Ethel Coburn is a retired Salvation Army major.

One Sunday morning last winter, retired Salvation Army Major Ethel Coburn, 105, rolled her wheelchair into the community room of her Wall, N.J., assisted living center. She was expecting a church service. But she learned that weather had kept the officers who normally led the service from making it.

“She said, ‘Isn’t this Sunday? Well, we’re having church. This is the Lord’s Day,’ ” recalls Major Jean Booth, who befriended Ethel about a decade ago.

Ethel sang the hymn “Amazing Grace,” quoted Psalm 23, and prayed for the other residents who came that Sunday morning.

“She did it herself at 105,” Booth says. “She’s still as spry as ever. There’s no calming down with her, and her mind is wonderful.”

Ethel, born in 1904, is believed to be the oldest living retired Salvation Army officer in the United States.

“I really don’t know what the secret [of my long life] is,” Ethel says. “I live close to my Heavenly Father. He and I walk together daily, especially since I have got to the age that I am today.”

Ethel was born into a Christian home and grew up in Schenectady, N.Y., where she attended a Salvation Army church.

“My parents were Christians and taught me to love Jesus and to do the things daily that I wouldn’t be ashamed of if I were to meet Him on the street,” she says. “That’s the way we were brought up: Be like Jesus, love Him, get close to Him, and listen to His voice telling you which way to go.”

In those days, only boys could play in Salvation Army bands. Ethel recalls her officer walking in one day with a surprise for all the girls.

“He said, ‘We’re going to have a brand–new girls’ band … and they’re going on the street corner like the other band.’ That was the greatest thing in my life, I think,” Ethel says.

“Oh, they went wild,” she recalls. “The place went mad. Everyone was so elated. I know I was.”

Ethel got to play the cornet in those open–air meetings, which are not as popular today.

“The Salvation Army has changed quite a bit over the years, I would say,” she says. “In our very early beginning, I think, we were wanting to be on the street corner, wanting to face people and talk about our religion and how wonderful it was to know our Lord and Savior.

“Whenever we were out on the street corner preaching the Gospel … the children would come around us and want to be there.”

Ethel became a Salvation Army officer/pastor herself in 1923. She was serving in Albany, N.Y., when she met James Coburn. They married and served together as officers in New York, New Jersey, and Pennsylvania before retiring in 1954. James was “promoted to Glory” in 1976.

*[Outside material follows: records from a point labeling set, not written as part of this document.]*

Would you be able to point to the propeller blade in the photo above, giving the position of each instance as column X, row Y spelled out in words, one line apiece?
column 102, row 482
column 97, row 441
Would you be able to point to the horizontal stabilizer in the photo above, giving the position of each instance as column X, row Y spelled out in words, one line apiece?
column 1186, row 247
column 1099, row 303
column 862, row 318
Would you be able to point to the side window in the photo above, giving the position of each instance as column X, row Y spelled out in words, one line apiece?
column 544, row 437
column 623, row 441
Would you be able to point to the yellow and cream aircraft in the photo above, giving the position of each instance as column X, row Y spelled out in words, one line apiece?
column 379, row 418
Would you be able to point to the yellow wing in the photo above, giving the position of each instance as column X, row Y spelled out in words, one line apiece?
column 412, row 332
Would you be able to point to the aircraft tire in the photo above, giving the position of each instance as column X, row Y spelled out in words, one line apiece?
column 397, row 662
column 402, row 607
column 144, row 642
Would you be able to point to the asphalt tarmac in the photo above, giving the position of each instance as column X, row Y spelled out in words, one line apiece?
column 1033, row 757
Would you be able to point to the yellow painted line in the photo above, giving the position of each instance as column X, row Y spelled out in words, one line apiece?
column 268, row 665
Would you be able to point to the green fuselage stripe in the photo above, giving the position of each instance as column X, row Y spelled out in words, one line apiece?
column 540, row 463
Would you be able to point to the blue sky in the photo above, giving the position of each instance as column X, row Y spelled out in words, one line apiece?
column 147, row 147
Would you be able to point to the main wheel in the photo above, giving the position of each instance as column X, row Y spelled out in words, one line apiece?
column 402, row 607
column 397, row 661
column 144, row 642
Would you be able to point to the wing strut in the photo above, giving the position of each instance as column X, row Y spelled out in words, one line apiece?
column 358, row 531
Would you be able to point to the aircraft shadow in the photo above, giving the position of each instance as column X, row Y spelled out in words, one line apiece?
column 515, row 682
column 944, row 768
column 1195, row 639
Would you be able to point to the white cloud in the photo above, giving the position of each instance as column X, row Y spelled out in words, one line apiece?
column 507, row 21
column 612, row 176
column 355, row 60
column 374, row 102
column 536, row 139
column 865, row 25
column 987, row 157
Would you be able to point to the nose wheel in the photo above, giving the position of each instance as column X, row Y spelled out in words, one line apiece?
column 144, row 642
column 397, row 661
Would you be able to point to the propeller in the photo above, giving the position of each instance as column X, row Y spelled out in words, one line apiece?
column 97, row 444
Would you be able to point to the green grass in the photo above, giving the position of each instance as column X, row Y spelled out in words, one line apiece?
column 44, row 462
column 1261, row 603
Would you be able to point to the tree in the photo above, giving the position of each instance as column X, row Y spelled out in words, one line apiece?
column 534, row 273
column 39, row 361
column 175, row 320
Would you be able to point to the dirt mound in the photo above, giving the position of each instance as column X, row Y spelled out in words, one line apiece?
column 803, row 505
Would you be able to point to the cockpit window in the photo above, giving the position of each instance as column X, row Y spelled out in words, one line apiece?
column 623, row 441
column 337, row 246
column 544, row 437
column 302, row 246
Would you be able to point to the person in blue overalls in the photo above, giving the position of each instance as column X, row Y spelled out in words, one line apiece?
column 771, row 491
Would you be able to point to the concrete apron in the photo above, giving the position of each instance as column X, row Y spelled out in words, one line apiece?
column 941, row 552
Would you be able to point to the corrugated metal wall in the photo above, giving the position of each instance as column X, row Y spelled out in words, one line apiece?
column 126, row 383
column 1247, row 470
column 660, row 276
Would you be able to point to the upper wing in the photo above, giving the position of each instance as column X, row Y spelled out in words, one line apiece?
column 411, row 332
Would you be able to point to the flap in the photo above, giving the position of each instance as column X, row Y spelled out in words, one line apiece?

Ethel has been alive since the time of the first Army General, Founder William Booth. She never met him, but she did hear Booth’s daughter, Evangeline Booth, preach many times.

“She was a great lady, and everybody loved her,” Ethel says. “Whenever it was announced that Evangeline Booth was going to be speaking or was going to be in the pulpit, there was a great ‘hurrah.’ ”

And how was she as a preacher?

“She was wonderful,” Ethel says. “Absolutely amazing! Just the ‘last word’ in women preachers.”

Major Jean Booth says that at the Waterford Glen Assisted Living facility, Ethel has much the same reputation.

“She is just a wonderful witness for the Lord, continually,” Booth says.